Microsoft’s CEO predicts that more than 500 million users will be on the Windows 8 operating system by the end of 2013.
The Windows 8 operating system isn’t yet available but Microsoft’s CEO has already made some bold and rather ambitious predictions.
During a conference in South Korea, Steve Ballmer spoke of a "rebirth" for Microsoft’s Windows operating system with the release of Windows 8. He believes that there will be up to 500 million users on Windows 8 in 2013.
For Steve Ballmer, who was recently named in a Forbes ranking as the world’s worst CEO and most deserving to be fired, Windows 8 will be the "best economic opportunity for hardware manufacturers and application developers" who adopt the system.
On the eve of the most important product launch ever undertaken by the software giant, it is hard to imagine the CEO saying anything but. Windows 8 will be available on a wide range of products ranging from desktop computers, laptops and tablets. This third field is particularly in fashion and Microsoft doesn’t want to miss out by being absent from the market. This is one of the biggest criticisms levelled against Steve Ballmer.
The future operating system is particularly cloud oriented, using the SkyDrive and Windows Store for Metro style applications. According to the visionary Ballmer, only a few companies will dominate the cloud computing industry in the near future – notably through their platforms which will provide developers with the opportunity to innovate.
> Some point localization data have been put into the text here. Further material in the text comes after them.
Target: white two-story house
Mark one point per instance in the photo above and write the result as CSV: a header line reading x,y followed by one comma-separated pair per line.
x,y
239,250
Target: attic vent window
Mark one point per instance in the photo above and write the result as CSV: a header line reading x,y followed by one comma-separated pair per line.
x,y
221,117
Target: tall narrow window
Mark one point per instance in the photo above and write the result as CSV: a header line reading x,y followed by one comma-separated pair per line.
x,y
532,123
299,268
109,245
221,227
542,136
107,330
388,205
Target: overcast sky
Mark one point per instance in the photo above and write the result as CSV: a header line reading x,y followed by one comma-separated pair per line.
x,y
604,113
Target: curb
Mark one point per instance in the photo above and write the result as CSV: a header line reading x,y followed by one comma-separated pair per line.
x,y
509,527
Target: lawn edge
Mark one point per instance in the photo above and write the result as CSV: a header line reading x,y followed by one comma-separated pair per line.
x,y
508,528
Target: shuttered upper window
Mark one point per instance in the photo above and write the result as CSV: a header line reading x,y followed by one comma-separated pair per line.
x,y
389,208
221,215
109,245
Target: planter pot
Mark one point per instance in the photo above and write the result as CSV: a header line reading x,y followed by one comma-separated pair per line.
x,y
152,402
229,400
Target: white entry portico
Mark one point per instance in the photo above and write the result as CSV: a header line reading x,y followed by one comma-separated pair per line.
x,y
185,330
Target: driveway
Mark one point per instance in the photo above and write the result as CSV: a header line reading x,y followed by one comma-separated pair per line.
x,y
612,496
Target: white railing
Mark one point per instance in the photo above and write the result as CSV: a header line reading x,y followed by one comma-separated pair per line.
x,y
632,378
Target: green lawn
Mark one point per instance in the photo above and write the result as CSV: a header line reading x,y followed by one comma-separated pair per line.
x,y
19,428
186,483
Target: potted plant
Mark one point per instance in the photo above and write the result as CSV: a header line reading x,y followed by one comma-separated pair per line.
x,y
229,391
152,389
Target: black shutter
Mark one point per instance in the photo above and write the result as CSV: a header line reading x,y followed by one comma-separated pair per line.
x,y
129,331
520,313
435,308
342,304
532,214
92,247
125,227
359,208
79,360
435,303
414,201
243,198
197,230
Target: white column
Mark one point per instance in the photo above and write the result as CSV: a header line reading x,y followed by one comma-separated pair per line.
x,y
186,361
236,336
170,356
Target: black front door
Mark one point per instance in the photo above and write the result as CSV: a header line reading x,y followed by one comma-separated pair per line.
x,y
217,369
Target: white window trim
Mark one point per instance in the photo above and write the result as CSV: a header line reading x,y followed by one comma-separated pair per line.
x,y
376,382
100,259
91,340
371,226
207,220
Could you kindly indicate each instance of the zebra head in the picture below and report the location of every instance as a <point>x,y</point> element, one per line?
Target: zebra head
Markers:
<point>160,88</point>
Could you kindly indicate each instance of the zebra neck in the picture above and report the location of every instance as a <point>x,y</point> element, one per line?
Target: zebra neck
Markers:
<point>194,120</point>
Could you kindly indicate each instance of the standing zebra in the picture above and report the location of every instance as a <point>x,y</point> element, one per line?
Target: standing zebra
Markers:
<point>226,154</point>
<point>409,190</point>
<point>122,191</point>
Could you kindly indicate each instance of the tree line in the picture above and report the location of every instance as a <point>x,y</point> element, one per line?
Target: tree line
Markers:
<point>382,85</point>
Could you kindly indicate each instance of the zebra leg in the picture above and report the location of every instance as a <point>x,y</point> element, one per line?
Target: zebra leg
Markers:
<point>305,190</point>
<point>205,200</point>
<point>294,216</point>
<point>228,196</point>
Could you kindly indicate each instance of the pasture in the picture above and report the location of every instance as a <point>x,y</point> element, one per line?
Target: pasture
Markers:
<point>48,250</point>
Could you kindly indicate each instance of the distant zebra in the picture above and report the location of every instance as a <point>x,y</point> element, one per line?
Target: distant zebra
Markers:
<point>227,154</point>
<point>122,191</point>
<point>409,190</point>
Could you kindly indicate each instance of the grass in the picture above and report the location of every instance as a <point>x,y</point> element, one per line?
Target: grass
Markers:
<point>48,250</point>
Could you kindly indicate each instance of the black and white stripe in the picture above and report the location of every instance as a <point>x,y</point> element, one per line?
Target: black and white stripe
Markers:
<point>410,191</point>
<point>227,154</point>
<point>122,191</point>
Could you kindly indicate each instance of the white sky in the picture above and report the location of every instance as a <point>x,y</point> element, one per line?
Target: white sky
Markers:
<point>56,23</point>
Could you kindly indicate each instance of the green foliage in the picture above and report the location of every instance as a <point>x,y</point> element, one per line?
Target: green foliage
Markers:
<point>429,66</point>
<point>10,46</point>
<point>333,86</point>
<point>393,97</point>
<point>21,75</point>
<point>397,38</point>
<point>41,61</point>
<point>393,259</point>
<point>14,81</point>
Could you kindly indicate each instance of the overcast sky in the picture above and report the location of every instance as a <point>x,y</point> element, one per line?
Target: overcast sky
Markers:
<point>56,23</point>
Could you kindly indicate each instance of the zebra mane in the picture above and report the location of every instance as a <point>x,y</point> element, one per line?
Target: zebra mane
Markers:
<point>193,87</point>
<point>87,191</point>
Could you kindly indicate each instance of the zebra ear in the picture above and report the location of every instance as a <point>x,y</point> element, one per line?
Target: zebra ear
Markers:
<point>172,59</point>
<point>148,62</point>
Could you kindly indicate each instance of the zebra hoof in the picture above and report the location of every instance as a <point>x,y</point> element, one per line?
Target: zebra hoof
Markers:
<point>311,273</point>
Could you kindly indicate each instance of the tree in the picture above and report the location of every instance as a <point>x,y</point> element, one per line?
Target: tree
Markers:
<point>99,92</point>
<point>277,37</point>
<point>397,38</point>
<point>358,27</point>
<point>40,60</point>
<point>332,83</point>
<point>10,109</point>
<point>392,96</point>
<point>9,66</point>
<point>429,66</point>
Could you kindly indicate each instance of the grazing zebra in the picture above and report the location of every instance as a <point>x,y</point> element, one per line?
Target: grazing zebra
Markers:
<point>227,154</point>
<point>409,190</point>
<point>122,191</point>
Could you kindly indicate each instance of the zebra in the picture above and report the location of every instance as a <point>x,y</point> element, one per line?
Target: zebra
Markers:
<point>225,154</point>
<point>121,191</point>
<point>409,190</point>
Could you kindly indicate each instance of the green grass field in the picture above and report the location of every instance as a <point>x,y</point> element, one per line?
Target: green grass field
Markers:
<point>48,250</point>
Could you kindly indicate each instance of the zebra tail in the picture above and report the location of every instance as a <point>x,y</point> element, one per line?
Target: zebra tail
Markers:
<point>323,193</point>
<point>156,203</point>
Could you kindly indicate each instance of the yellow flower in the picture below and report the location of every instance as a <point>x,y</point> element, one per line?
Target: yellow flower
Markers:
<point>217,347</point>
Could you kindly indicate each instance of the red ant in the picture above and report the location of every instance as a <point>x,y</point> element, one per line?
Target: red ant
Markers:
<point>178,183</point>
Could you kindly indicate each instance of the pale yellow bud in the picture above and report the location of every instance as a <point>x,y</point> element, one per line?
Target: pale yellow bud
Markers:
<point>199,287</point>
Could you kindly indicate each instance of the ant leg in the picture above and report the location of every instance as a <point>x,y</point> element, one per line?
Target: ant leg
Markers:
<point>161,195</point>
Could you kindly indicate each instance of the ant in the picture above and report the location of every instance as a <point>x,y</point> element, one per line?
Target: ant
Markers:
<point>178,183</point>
During the conference in Seoul, Steve Ballmer also indicated that Microsoft will soon launch a version of Skype for Windows 8.
Steve Ballmer took some risk in announcing that 500 million users would be on Windows 8 by the end of 2013, especially since its commercial release will only be in early 2012. He is likely mixing the users up with the number of sold licenses.
As a comparison, he anticipated that 350 million copies of Windows 7 would be sold in 2012 alone. Windows 8 does cover a wider range of devices than its predecessor, but it does appear that it has been designed to attract home users more than enterprise.